目覚めた瞬間は、あんなにも鮮明に覚えていたのに。
考えてみれば、なぜメフィルのことをフェレストと呼んでしまったのか。
アタシは無意識に、あの夢の内容を覚えていたんだ。
いや、夢じゃない。
あれは……
半神ヘロディス、陽光アイネクレストの記憶なんだ。
(照らせ!)
分かったよ、アイネクレスト。
今日までアタシを導いてくれて、ありがとう。
そして、これからもよろしくね。
「ジェラルドさん、ヴェロニカさん! 一瞬で良いから、アタシに時間をください! ベリィちゃん、アタシに魔法を使わせて!」
大丈夫だよね、きっと出来る!
「承知しました! 行きましょう、ジェラルドさん!」
「了解! 全力で援護しよう!」
そう言って、二人はアタシと入れ替わるようにメフィルとの交戦を始める。
「シャロ、私の魔法で奴の視界を遮る。
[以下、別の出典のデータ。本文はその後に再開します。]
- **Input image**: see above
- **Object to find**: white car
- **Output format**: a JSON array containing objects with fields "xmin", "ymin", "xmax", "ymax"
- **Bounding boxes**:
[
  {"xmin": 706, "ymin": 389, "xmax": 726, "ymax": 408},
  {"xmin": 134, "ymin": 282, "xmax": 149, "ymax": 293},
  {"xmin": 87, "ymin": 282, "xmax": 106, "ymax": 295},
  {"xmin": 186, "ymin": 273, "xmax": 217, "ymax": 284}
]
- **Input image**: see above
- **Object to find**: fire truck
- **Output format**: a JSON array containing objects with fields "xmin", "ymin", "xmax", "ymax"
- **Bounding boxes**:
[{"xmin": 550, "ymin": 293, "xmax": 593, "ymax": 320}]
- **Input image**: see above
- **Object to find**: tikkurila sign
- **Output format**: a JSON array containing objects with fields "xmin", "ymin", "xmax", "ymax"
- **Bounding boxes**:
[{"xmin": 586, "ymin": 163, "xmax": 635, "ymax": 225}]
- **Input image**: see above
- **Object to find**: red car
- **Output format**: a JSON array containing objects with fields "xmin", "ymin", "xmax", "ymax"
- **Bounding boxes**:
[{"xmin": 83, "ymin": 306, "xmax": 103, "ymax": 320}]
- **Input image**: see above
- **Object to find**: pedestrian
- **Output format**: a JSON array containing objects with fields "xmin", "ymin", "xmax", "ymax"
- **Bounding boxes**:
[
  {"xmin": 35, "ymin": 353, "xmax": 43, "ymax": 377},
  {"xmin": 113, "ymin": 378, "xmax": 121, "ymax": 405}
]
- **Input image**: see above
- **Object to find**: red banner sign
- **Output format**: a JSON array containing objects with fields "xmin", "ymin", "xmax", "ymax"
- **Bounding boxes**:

数秒しか作れないだろうから、その間に出来そう?」
「うん、絶対に大丈夫!」
「……わかった、任せて」
そう笑ってみせると、ベリィちゃんはメフィルと自分の間にジェラルドさんとヴェロニカさんが入り、視界から遮られた一瞬の隙をついて魔法を発動する。
「エタニティフォグ!」
それと同時に、アタシも自分の中にある魔力を解放させた。
周囲に立ち込めた霧によって、メフィルの魔力阻害が効かなくなる。
これで行ける!
初めてだ、魔力の流れを感じたのは。
上手く出来るかな、きっと出来るよね。
そうして、アタシは口を開く。
言の葉は———
「照らせ、黎明剣グローライザー!」
夜が、明けた。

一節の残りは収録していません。